The Impact of Malnutrition on Host Responses to Severe Infection in Adults: A Multicenter Analysis from Uganda.
Gabriel Conte Cortez Martins, Julius J Lutwama, Nicholas Owor, Joyce Namulondo, Jesse E Ross, Xuan Lu, Ignatius Asasira, Tonny Kiyingi, et al. (19 authors)
medRxiv : the preprint server for health sciences · 2026-04
Abstract
OBJECTIVE: Studies of nutritional status and host responses during severe and critical illness have focused predominantly on obesity; in contrast, the relationship between undernutrition, host responses, and clinical outcomes in adults hospitalized with severe infection remains poorly defined.
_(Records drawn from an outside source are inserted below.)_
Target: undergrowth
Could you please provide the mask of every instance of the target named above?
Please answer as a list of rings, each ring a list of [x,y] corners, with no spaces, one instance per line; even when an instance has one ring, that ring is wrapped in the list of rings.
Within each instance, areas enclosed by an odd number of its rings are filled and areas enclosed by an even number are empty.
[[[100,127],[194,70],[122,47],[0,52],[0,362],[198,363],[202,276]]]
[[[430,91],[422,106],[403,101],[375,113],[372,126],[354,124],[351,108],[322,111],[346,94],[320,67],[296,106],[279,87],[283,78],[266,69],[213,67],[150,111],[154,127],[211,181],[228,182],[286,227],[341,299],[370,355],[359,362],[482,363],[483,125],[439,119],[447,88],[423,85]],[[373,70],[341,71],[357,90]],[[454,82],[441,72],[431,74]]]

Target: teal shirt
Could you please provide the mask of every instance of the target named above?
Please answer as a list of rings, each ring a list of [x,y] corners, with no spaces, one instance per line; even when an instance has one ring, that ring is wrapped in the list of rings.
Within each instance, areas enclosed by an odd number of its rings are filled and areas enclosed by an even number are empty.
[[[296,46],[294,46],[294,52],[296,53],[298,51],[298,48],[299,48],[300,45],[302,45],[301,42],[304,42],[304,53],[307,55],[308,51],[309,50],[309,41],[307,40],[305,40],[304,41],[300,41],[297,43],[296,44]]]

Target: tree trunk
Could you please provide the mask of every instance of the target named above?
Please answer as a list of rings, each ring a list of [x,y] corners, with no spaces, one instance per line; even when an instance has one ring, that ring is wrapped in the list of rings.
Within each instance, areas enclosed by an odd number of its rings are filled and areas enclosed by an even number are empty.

We sought to determine whether severe undernutrition is associated with distinct host responses and clinical outcomes in adults hospitalized with severe infection.
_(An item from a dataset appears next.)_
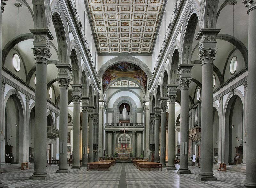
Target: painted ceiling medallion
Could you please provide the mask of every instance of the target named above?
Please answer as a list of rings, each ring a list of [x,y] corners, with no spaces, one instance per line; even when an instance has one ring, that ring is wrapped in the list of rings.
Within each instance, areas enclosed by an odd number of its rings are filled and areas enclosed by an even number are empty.
[[[164,0],[88,0],[88,2],[100,53],[152,52],[165,3]],[[134,42],[136,45],[127,44]],[[116,48],[113,49],[113,47]]]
DESIGN: Prospective cohort study.
SETTING: Two public referral hospitals in Uganda.
PATIENTS: Non-pregnant adults (≥18 yr) hospitalized with severe, undifferentiated infection.
INTERVENTIONS: None.
MEASUREMENTS AND MAIN RESULTS: We analyzed clinical data and serum Olink proteomic data from 432 participants (median age, 45 yr [IQR, 31-57 yr]; 44% male). Overall, 213 participants (49%) met prespecified criteria for undernutrition, including 52 (12%) with severe undernutrition. Clinically, severe undernutrition was associated with HIV coinfection, microbiologically diagnosed tuberculosis, greater physiological instability, and higher mortality. After adjustment for age, sex, illness duration, study site, and HIV, malaria, and tuberculosis coinfection, severe undernutrition was associated with higher expression of proteins involved in pro-inflammatory immune signaling, endothelial and vascular remodeling, hypoxia and oxidative stress responses, and extracellular matrix remodeling, together with lower expression of proteins linked to growth signaling, anticoagulant regulation, and lipid homeostasis.
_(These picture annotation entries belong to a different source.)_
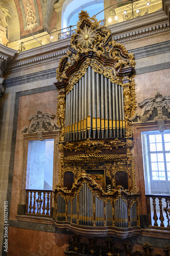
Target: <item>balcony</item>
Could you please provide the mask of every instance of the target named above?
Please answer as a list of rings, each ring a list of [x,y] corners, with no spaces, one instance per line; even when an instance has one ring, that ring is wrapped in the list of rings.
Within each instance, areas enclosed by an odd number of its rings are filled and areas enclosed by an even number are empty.
[[[170,196],[147,195],[146,198],[149,227],[169,230]]]
[[[160,17],[158,17],[160,16],[159,11],[162,10],[162,1],[131,0],[125,1],[114,5],[102,11],[102,12],[105,12],[105,19],[101,20],[100,25],[110,27],[109,28],[112,33],[114,32],[115,34],[117,31],[120,31],[121,28],[124,27],[125,29],[124,23],[128,20],[130,22],[131,20],[134,20],[133,24],[133,28],[135,27],[135,24],[138,28],[139,26],[141,27],[143,19],[145,20],[144,22],[143,22],[145,25],[147,24],[147,19],[149,20],[151,19],[153,23],[159,22],[159,19],[162,18],[161,15]],[[163,11],[161,11],[163,12]],[[155,13],[155,17],[150,17],[150,14],[152,13]],[[96,16],[96,19],[98,19],[99,14],[99,13],[96,14],[94,12],[94,15]],[[137,19],[139,19],[139,22],[137,21]],[[131,24],[131,27],[132,27]],[[126,31],[129,29],[128,28],[127,28]],[[29,31],[30,36],[14,42],[9,42],[8,44],[8,47],[17,50],[18,53],[21,52],[70,38],[71,35],[76,32],[76,29],[77,25],[74,25],[59,30],[55,30],[51,33],[44,32],[34,35]]]
[[[52,198],[52,190],[26,189],[25,215],[51,217]]]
CONCLUSIONS: Severe undernutrition is associated with a distinct high-risk clinical phenotype and biologic signature in adults hospitalized with severe infection. These findings suggest that undernutrition may potentiate key domains of sepsis pathobiology, with implications for strengthening nutritional support and informing host-directed treatment strategies in low- and middle-income countries where malnutrition is common.